The award is presented annually to a preserved farm owner in Burlington County who demonstrates a strong commitment to agricultural production and land stewardship.

Her example is incredibly important in a county that prides itself on its dedication to preserving open space, particularly farmland. More than 60,000 acres of farmland has been preserved in Burlington County during the last three decades, ranking the county No. 1 in New Jersey for total acreage and No. 7 in the nation for preserved acres devoted for agriculture.

While preserving land is important to help keep farming and agriculture a vibrant industry in New Jersey, County officials say the stewardship of preserved lands by owners like Roseann and others is also critical since maintaining the land and keeping it viable for agriculture falls to them.
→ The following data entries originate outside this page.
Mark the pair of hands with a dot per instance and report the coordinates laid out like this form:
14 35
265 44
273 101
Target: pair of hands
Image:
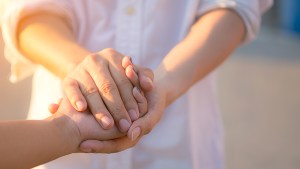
104 83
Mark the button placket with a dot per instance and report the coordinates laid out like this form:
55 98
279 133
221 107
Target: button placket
128 28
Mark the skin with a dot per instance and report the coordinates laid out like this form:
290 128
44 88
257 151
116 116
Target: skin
28 143
99 77
210 41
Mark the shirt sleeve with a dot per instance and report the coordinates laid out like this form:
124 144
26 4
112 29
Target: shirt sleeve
249 10
14 11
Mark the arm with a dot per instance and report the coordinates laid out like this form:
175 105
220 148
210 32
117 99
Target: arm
48 40
40 141
210 41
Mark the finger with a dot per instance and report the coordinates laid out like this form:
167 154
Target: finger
125 88
101 75
141 100
145 124
110 146
132 75
53 108
145 76
74 94
126 61
94 101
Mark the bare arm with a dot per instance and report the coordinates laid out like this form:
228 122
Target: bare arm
97 80
47 39
28 143
210 41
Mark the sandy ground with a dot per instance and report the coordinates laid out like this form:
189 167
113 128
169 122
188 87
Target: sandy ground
259 96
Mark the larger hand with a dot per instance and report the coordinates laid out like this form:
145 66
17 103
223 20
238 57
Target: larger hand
156 103
99 81
83 124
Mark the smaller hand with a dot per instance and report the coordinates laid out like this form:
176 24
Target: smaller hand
83 124
156 98
99 81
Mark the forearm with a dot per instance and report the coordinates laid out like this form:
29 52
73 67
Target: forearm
48 40
210 41
25 144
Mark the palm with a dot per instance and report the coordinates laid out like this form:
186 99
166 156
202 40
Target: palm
156 101
87 125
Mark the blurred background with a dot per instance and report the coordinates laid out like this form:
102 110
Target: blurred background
259 94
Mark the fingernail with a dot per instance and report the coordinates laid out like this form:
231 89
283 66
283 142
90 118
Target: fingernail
148 80
124 125
130 59
133 115
80 105
105 121
135 133
138 89
86 150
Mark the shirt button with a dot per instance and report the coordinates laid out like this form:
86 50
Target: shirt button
130 10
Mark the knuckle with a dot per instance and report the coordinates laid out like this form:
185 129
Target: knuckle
111 53
109 50
69 82
92 58
107 88
148 130
88 90
116 111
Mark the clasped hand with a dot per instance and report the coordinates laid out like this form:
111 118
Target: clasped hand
107 89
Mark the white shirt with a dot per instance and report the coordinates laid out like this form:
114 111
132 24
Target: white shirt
189 134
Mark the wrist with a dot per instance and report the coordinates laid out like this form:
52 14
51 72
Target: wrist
66 132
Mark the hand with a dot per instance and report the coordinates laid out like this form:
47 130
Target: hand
156 101
140 127
82 125
99 81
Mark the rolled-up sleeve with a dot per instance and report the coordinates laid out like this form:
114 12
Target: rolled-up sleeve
249 10
14 11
“Good stewardship benefits the landowner, the public and our entire county and state,” said Freeholder Linda Hynes, the Board’s liaison to the Department of Resource Conservation. “It takes a lot of time, hard work and even money. Roseann has set an example for landowners across the county to follow. We can’t thank her enough for all her work and her commitment to keeping her land green, beautiful and productive.”

It’s a labor of love for the Pennsylvania native, who acquired the farm with her mother and father in the mid-1980s after she completed her studies in large animal husbandry at Delaware Valley College in Doylestown, Pa. She was working on a farm in Arneytown and fell in love with the area.

“Growing up I thought New Jersey was someplace you drove through to get the Shore, but I fell in love with this area. It was a real farming community. I told my mom it was so cool going to the bank here and it was full of pickup trucks,” Greenberg said.

Originally, Greenberg operated a dried flowers business at the farm with her mother and father, but most of the land is leased to other farmers to keep it productive. Currently the Mansfield-based Stillwell Farms grows fresh produce and cut flowers on a portion of the land and Stern Farms of Cream Ridge, grows grain and hay there.

Keeping the land productive and fertile is important to Greenberg, who works with the tenant farmers on the stewardship projects that can benefit their operations.

“I try to work with them. If I have pollinators here and they help pollinate the Stillwells' produce so they get more tomatoes and watermelons, that’s a good thing,” she said. “If the cover crops we plant helps improve the soil and they get a better yield, that’s a good thing too.”

Greenberg also doesn’t mind trying new and innovative things.

“I was the first preserved farm to go renewable,” she said, citing the wind turbine she had built in 2003. “At the time I had to go through the County Agriculture Development Board and get state and county approval. They were concerned it wasn’t agriculture and would take land out of productivity. I told them ‘No, it was going into my peonies (flowers) patch … I get a kick out of it because now they’re practically begging farmers to go renewable.”



Roseann Greenberg was the recent recipient of this year’s Bill and Dorothy Pettit Farm Stewardship Award in recognition of the activities and improvements at her Forever Green Farm in Chesterfield.